06/02/2026
OQTF. Dans le discours public : une sanction contre des personnes dangereuses qu'il faut interpeler - au besoin dans le cadre de "rafles".
Dans la réalité : une mesure contre une mère de famille dont l’enfant est décédé d’un cancer.
Depuis des mois, le débat public laisse entendre qu’une OQTF viserait avant tout des délinquants menaçant l’ordre public. Cette confusion est entretenue. Mais elle est fausse et profondément trompeuse.
Une OQTF est une mesure administrative, pas une sanction pénale.
Et le jugement rendu par le tribunal administratif de Montreuil le 5 février 2026 en donne une illustration particulièrement glaçante.
👉 Une mère de famille, présente en France depuis près de 10 ans à laquelle la préfecture avait elle-même délivré une autorisation provisoire de séjour en qualité de parent accompagnant d’enfant malade. Deux parents qui travaillent. Une enfant née et scolarisée en France. Une autre enfant, née en France, atteinte d’un cancer.
👉 Un an plus t**d : refus de renouvellement.
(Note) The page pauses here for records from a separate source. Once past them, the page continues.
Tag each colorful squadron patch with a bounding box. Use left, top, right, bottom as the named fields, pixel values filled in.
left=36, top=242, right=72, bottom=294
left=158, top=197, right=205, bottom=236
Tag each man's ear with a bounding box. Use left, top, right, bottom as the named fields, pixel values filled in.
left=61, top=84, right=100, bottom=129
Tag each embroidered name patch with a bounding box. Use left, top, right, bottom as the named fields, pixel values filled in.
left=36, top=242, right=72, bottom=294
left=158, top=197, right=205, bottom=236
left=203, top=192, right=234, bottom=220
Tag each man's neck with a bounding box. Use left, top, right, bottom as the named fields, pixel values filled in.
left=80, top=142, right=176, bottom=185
Motif invoqué : l’enfant pourrait être soignée dans le pays d’origine.
➡️ Sauf que rien n’a changé dans l’accès aux soins.
➡️ Sauf que, surtout, l’enfant est décédée entre-temps, à l’âge de 3 ans — information portée à la connaissance de l’administration.
👉 Cela n’a pourtant pas empêché la préfecture : de refuser le séjour, de prononcer une OQTF - sans aucune mention du décès de l’enfant dans la décision.
👉 Le tribunal annule. Pudiquement. Pour « erreur manifeste d’appréciation ».
Derrière cette formule, une réalité beaucoup plus brutale : un dossier manifestement non lu, non examiné, traité à coups de copier-coller, sans aucune considération pour les faits, les documents, ni pour la situation humaine pourtant évidente. Ce n’est pas une appréciation discutable : c’est un renoncement.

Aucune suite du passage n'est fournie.